Several of you asked for a summary of what I got about heavy lifting
rope. This started because I need a new rope for lifting stuff up my
new 180' tower. I used to use a fine thread polypropylene twisted rope
that was available from a local hardware store. They have apparently
discontinued stocking that line and their catalog doesn't provide
sufficient descriptions to figure out what it was. From checking the
Grainger catalog I think it is what they call 'High Density
Polypropylene' rope. Its described as having higher strength, finer
texture, and when it frays it creates a soft fuzzy surface. This
describes what I have been using perfectly and it has served me well.
my preference is for a fairly large diameter rope, at least 1/2" to make
it easy to grab by hand. going up to 3/4" starts to get too stiff and
adds to the difficulty of tying knots around smaller objects. I also
like a soft, smooth surface for ease of handling. i do recommend use of
gloves when handling rope, but its not always possible so having a rope
that is easy to handle is important.
Hemp, Manila, Sisal... I stay away from these because of their
relatively short lives, need to dry well before storing, coarse surface,
and the tendency of knots to tighten up too much when under heavy load.
I frequently leave the rope on the tower for weeks at a time which is
usually not good for these ropes.
Nylon.. I don't like the stretch of it for the lengths i need to use.
it also doesn't normally hold up well in the sun. when under strain
knots in it really tend to tighten up badly. watch out for hardware
store grades of nylon, some of it looks good but is really pretty bad.
marine/industrial grades with braid over braid or a solid braid may be
Dacron, polyester. i have not used these in larger diameters, they have
much lower stretch than other ropes and hold knots well. they also hold
up well in sun and handle pulleys and abrasion well.
polypropylene. there are at least 3 common types of this. the normal
hardware grades have coarse threads (similar to manila) and generally
don't do well in pulleys or in the sun. they come in either a hollow
braid or twist. they tend to fray easily and create coarse sharp fibers
that are hard on the hands. the older fine tread version i have used in
the past has less stretch and holds up well in the sun and with
abrasion. it is a bit stretchy in longer lengths. i have also had fun
with the twisted variety i use when lifting things like rotors without
tag lines, when under strain it wants to untwist resulting in weights at
the end of the line spinning rapidly.
Marine dealers: Several of you suggested marine dealers.

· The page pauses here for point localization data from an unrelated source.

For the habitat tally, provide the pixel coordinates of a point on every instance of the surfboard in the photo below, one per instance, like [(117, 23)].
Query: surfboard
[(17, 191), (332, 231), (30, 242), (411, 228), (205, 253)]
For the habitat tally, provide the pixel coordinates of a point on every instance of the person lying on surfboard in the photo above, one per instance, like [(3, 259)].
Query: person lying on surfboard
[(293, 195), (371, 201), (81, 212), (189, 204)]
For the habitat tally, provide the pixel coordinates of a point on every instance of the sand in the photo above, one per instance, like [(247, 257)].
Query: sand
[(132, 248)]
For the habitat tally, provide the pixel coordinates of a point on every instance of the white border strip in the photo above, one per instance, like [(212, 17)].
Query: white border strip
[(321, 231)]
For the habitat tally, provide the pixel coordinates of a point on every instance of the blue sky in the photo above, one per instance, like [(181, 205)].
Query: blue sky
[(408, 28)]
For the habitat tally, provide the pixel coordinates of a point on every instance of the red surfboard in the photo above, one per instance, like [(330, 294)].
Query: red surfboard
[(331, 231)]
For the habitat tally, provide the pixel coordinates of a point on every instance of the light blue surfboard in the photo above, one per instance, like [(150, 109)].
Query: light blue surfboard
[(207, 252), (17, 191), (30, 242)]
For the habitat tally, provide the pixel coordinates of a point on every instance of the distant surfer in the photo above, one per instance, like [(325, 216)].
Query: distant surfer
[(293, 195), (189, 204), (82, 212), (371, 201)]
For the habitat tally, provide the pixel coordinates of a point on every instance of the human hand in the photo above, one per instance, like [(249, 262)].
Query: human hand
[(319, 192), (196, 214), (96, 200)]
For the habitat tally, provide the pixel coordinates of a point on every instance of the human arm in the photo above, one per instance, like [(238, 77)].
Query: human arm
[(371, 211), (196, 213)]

I interpret
this to mean big bucks for little pieces of the same stuff thats
available other places in bulk much cheaper. At least that is the way
it seems up here in the hills way away from the ocean where maybe they
have more competition.
McMaster-Carr, Grainger, nice industrial supply places that also have
local outlets in some areas. unfortunately out here in the sticks the
local dealers don't have much of a display area to see what the
different grades of rope are. and while i think i located what i want
in the grainger catalog i hate to order as much as i need on just a
short catalog description.
I sell Rinho Rope (trade name) for the Ginpoles we sell. It rated at
1850 lbs. breaking strength which is a 1/4 of it working load. I only
sell in mulitables of 100' and 600' is max length and it $52.00 per 100
ft. Gaylen WBØW, Inc 1-800-626-0834. I sent him query about what
'Rinho' rope really is and its characteristics but haven't heard back
Depending on what capacity you need Dave - we handle the Dacron double
weave which runs up to 1260 BS in the 5/16 size. If you need greater,
it's Kevlar - we don't stock it but can get it for you if you specify.
Press Jones, N8UG, The Wireman, Inc., Landrum, SC, 29356
Sales (800)727-WIRE(9473) or firstname.lastname@example.org
Tech help (864)895-4195 or email@example.com
http://www.thewireman.com and the WIRELINE news and bargain page.
We are lucky enough to have a coast guardsman as one of our members, who
has procured retired USCG rope for us. Mostly MUCH to big (1.25" dia)
but some of what we got is great...woven nylon braid, over nylon braid,
about 3/4"...Check with your local coast guard. Pat, AA6EG/N6IJ. nice
idea, but we are a long way from any coast guard up here.
The other option is FarmTek, which also does business as TechSupply.
They are somewhere in Iowa. I've never bought their rope, but they
havve stainless steel hardware and U-bolts at very attractive prices.
From N1LO > Does anyone know where I might purchase Dacron > rope - the green military style. It seems everyone > has an over abundance of black double-braided Hey Walt, This product is carried by Radio Works. http://www.radioworks.com/ they sell a selection of ropes, including a 3/16", olive drab dacron rope, rated at 700 lb max load, 140 lb working load. It's great for antennas. They sell it in 100' and 200' hanks, and in 3000' spools. I 'bought' the bullet a year ago and have a spool in the garage. It's easier to dispense that way and great for horsetradin' with the local hams. Also check out their 0.075" kevlar with dacron overbraid. Excellent for low profile guys on small stuff, field day, and antenna stays.